The little Love-god lying once asleep
Laid by his side his heart-inflaming brand,
Whilst many nymphs that vow’d chaste life to keep
Came tripping by; but in her maiden hand
The fairest votary took up that fire
Which many legions of true hearts had warm’d;
And so the general of hot desire
Was sleeping by a virgin hand disarm’d.
This brand she quenched in a cool well by,
Which from Love’s fire took heat perpetual,
Growing a bath and healthful remedy
For men diseased; but I, my mistress’s thrall,
Came there for cure, and by that I prove,
Love’s fire heats water, water cools not love.
Am I the odd-one-out for liking the final two sonnets as much as I do? Yes, they’re little cute stories about Cupid and don’t involve any elaborate verbal trickery or even any complex ideas. And yes . . . well, I guess those are solid enough indictments about which I don’t have much to say.

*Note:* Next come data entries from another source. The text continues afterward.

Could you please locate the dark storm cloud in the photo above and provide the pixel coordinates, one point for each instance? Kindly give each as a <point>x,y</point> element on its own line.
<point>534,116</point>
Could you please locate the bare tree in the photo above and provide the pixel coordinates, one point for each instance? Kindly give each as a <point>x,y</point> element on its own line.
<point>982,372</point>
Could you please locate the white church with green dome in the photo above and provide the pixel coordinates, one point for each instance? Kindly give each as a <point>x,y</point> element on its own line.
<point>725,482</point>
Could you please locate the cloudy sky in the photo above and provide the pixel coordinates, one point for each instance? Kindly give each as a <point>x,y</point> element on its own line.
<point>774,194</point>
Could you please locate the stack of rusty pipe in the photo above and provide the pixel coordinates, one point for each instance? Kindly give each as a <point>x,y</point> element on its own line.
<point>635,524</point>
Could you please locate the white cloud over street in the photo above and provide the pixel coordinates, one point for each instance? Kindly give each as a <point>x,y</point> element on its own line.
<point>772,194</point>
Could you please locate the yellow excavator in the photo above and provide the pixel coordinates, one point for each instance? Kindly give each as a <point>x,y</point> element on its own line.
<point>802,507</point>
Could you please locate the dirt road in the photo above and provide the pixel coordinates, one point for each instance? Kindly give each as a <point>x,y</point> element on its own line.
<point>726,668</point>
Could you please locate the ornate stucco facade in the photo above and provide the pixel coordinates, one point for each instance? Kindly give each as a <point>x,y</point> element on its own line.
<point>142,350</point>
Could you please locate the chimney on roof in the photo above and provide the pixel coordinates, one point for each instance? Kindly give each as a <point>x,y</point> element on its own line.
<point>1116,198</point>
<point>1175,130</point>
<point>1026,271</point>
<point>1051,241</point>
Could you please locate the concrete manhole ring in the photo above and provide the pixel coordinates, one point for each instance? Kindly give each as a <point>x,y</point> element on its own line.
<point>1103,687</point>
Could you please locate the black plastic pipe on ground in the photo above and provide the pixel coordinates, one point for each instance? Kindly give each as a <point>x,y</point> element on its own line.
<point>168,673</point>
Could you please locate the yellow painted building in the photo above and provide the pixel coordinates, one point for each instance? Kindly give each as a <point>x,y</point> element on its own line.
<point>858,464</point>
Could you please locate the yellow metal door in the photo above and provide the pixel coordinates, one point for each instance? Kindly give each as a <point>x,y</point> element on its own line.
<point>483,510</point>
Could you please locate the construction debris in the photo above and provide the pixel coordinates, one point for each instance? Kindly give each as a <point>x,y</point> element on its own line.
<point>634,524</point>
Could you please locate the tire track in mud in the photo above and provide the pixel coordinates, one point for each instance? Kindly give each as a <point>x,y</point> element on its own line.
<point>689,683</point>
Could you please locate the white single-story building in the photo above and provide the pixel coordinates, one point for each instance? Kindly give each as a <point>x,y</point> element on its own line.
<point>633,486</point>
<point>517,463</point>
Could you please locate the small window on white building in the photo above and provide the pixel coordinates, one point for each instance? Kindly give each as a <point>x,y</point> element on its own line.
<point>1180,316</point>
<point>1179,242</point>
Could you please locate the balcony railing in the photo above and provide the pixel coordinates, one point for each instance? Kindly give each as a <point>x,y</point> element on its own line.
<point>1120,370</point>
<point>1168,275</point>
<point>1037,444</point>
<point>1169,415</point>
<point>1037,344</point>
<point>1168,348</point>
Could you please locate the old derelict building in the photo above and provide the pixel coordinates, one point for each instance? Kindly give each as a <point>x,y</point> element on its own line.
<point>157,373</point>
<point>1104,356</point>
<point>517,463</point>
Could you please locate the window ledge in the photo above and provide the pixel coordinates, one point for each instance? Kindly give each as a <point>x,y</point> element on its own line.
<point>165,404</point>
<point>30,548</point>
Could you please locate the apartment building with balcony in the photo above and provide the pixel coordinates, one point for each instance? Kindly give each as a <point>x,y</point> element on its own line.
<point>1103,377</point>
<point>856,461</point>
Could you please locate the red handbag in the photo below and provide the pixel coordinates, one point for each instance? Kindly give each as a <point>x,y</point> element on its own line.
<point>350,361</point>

But I can retort with this classic literary argument: come on, now!
While I don’t believe Shakespeare necessarily devised the order of the sonnets (the printer Thomas Thorpe seems to have had a lot of creative influence in how that first edition wound up) I can’t help but read this as a capstone to all the rest. Sure it’s allegorical, but there’s Will again (or, I should say, the poetic subject) in the story with the mythological beings, experiencing something close to a summation of everything he has been painstakingly describing thus far.

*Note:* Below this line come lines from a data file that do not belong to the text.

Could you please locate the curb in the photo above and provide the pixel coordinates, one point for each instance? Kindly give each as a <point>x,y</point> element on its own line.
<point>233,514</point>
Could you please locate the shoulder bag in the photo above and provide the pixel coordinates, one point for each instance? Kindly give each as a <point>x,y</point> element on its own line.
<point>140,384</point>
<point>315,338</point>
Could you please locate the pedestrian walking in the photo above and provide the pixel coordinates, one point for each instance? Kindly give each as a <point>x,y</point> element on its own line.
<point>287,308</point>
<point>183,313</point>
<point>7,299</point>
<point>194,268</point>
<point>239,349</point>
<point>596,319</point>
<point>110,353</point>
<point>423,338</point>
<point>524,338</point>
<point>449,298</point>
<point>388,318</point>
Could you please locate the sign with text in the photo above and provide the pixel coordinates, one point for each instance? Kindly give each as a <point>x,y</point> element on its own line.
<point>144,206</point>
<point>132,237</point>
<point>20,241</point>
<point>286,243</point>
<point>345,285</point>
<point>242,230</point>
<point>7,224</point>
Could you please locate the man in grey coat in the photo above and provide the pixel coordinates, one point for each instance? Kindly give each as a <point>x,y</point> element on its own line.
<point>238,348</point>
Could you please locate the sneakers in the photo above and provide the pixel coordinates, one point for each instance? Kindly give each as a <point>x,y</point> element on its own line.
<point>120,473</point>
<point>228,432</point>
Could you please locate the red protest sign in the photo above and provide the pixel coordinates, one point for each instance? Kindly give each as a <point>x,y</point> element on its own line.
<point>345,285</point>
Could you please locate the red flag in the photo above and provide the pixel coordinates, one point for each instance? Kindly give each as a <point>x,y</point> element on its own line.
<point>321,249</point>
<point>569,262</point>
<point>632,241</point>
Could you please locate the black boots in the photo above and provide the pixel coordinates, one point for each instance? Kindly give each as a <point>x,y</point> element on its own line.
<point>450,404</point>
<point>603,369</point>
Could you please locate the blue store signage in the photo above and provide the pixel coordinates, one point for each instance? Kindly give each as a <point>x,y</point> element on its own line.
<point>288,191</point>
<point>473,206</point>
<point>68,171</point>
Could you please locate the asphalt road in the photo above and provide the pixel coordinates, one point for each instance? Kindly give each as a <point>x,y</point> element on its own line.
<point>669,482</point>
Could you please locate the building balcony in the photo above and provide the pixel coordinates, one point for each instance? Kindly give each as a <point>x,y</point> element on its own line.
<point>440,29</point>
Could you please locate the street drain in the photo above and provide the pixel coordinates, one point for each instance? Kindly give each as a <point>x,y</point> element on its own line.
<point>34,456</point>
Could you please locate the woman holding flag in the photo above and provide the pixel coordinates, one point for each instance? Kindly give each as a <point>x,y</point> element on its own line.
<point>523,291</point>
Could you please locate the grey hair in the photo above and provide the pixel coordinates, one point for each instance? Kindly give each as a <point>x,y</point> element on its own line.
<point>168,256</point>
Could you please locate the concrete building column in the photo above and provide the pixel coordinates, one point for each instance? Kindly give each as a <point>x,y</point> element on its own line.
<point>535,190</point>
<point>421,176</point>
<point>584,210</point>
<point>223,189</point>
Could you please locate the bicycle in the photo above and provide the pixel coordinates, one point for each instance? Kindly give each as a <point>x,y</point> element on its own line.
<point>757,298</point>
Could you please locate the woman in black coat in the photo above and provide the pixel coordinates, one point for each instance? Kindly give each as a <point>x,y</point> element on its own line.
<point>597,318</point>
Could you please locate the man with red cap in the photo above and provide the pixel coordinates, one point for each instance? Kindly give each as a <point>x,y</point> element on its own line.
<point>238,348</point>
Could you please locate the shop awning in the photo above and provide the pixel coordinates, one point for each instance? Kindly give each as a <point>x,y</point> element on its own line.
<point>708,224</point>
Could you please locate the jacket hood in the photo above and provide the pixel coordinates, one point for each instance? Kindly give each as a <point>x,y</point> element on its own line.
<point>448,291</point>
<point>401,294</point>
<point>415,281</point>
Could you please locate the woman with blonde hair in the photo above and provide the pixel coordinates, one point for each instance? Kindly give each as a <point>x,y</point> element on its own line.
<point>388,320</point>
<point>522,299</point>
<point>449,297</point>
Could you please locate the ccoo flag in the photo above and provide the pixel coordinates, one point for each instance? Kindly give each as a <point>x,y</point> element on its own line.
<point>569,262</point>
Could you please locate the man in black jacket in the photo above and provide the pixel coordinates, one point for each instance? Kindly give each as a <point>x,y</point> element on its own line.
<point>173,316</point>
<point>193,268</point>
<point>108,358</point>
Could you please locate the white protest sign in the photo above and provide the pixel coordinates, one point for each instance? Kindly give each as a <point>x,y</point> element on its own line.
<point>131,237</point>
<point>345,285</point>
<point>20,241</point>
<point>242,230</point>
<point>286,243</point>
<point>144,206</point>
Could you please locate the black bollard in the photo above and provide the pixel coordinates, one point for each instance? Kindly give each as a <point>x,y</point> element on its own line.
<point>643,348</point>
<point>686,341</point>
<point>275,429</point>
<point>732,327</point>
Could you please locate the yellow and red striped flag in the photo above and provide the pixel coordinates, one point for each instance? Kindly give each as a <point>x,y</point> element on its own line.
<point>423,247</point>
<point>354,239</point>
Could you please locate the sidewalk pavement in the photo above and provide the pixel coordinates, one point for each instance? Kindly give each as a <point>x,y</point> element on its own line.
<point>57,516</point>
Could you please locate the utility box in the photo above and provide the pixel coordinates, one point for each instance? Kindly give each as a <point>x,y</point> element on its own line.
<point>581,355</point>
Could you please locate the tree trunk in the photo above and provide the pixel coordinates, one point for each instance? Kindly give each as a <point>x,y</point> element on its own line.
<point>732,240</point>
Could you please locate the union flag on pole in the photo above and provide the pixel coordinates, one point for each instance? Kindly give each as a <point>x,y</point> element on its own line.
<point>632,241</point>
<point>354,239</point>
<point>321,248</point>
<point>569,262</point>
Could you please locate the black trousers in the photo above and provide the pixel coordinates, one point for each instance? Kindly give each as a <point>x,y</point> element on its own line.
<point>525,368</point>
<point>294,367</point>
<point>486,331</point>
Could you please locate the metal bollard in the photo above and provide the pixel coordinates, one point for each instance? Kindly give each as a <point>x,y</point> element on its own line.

Cupid here is set up almost as a sleepy night watchman. He’s left his dangerous weapon untended while he takes a nap, and the forces of chastity are seizing the opportunity to cool this guy off permanent-like. I like the nymphs a lot, actually; here they seem to be trying to do a good deed in their way, taking the heat of love and passion and cooling it down so it can’t harm anyone else. But the opposite happens, Cupid’s arrow heating up the water and turning it into some kind of healthful restorative spring of eternity. Water cools not love, after all.
So much glorious contradiction. Love is a painful malady that needs curing. Yes! Love exists regardless of you, despite you, even. Yes! It’s restorative, lifting you up, curing not itself but quite possibly everything else. Of course. All of it, maddeningly, refreshingly yes. The end feels almost like relief from worry and thought. It’s a statement of fact that we can trust and rely on forever: love burns, heals, rejuvenates, and for better or for worse, no matter what that may mean to you at any given moment of your life, it’s bigger than you and it’s always there.
Always.
Shakespeare ends his deep collection of musings on immortality with a simple, arrow-straight story about always.
Thanks, Will! And happy 400th – you did it.